His third NHL game, a playoff opener, featured Akeson sitting in the penalty box while the Rangers scored on both halves of his third period double-minor penalty for high-sticking Hagelin. Those two Rangers goals turned a taut 1-1 game into a foregone conclusion.
The aftermath of Game 1 found plenty of media types overanalyzing Akeson's role in the Flyers' loss. The kid was to blame.
Another Flyers center skated away more or less unscathed, both literally and figuratively since he did not play much hockey in New York on the night.
Lebrun summarized Lecavalier's resume at the time by saying, "The four-time All-Star, drafted No. 1 overall by the Lightning in 1998, helped the franchise win the Stanley Cup in 2004 and scored a franchise-high 383 goals."
That was the good news.
Lebrun also tossed in that the "6-foot-4, 208-pound center is no longer the serious threat that he once was."
Lecavalier had an uneven season in Philadelphia, struggling but ultimately succeeding in scoring at least 20 goals for the fifth time in the past six seasons.
A signing like Lecavalier's is made with playoff hockey in mind.
In Game 1 of this series, Lecavalier played 7:42 without managing even one shot.
Even in the past month when Flyers coach Craig Berube moved Lecavalier on and off the fourth line to motivate him, Lecavalier never played fewer than 11 minutes.
But with the Flyers desperately needing to break a Madison Square Garden jinx, Berube played Lecavalier sparingly while giving Akeson 13:07 of ice time. Even that statistic is misleading, since Akeson probably would have played more had he not spent that time in the penalty box.

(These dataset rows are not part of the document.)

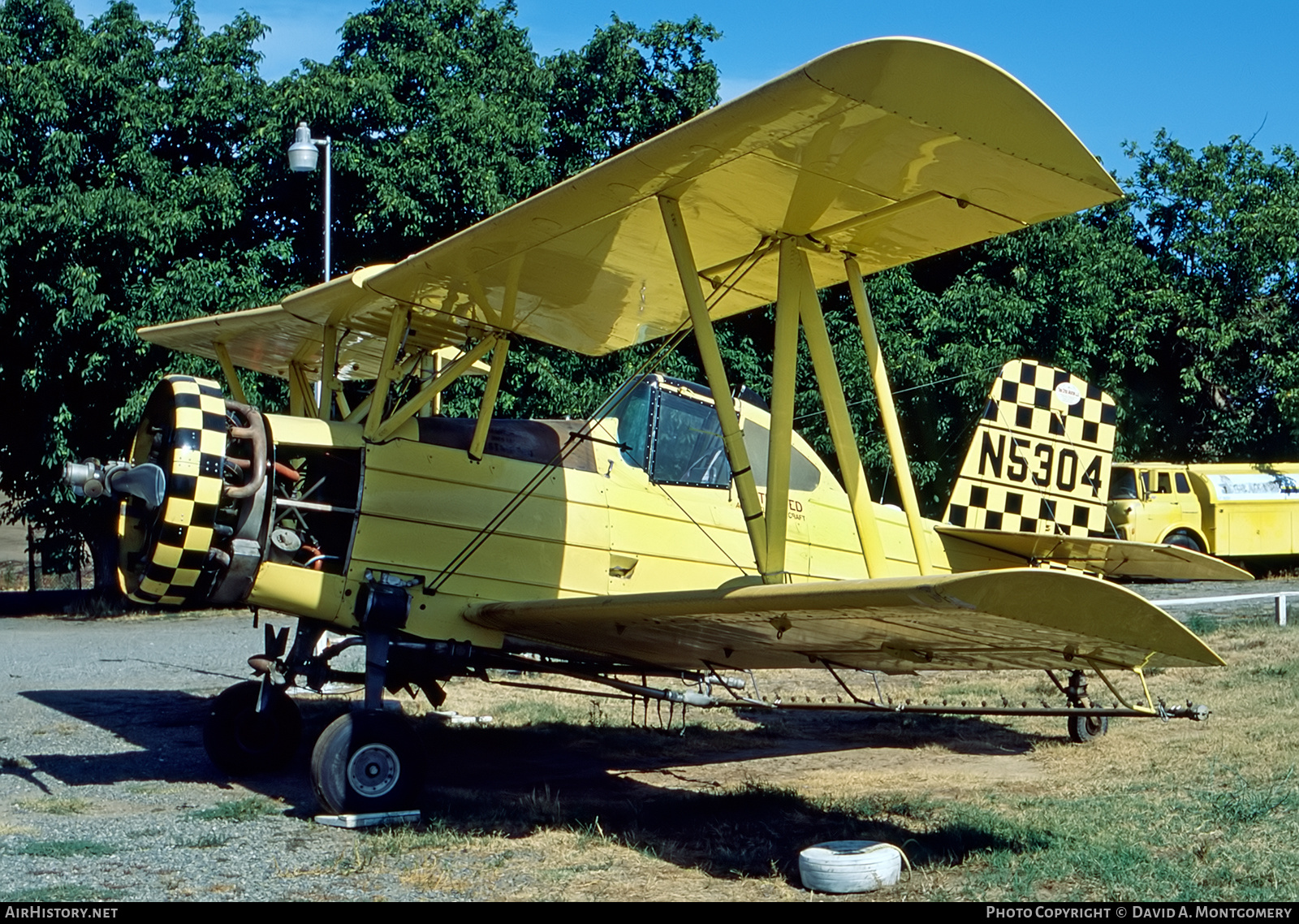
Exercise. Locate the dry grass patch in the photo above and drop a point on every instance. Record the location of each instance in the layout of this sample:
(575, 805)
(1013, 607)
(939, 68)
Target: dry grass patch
(569, 798)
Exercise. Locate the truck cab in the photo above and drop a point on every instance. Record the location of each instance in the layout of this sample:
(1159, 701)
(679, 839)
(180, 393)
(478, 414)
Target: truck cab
(1155, 502)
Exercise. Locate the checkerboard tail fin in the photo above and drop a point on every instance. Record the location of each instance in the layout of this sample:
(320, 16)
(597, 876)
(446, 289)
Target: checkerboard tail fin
(1039, 459)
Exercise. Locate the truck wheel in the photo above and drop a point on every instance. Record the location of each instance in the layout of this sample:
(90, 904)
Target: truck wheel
(1084, 729)
(1184, 540)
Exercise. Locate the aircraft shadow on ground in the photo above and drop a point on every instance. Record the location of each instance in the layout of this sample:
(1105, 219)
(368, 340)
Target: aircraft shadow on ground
(582, 777)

Lecavalier's pseudo-benching in the first game of this playoff series is damning, damaging stuff for everyone involved.
For Lecavalier, it is an embarrassing indictment of his erosion as a player. One can only imagine what was going through his head watching his old teammate Brad Richards eviscerating the Flyers in the third period.
For Berube, the decision to play Akeson almost twice as long as Lecavalier is at best puzzling and at worst sort of insane.
And for the organization, seeing Lecavalier willfully held out of so much of the action in a playoff game makes their commitment in years and dollars to the center (who will turn 34 on April 21) seem at once desperate and misguided.
There is nothing about any of this that a crucial Lecavalier goal (or three) in Game 2 would not solve.
Then again, had Lecavalier done anything in Game 1, we wouldn't be having this conversation.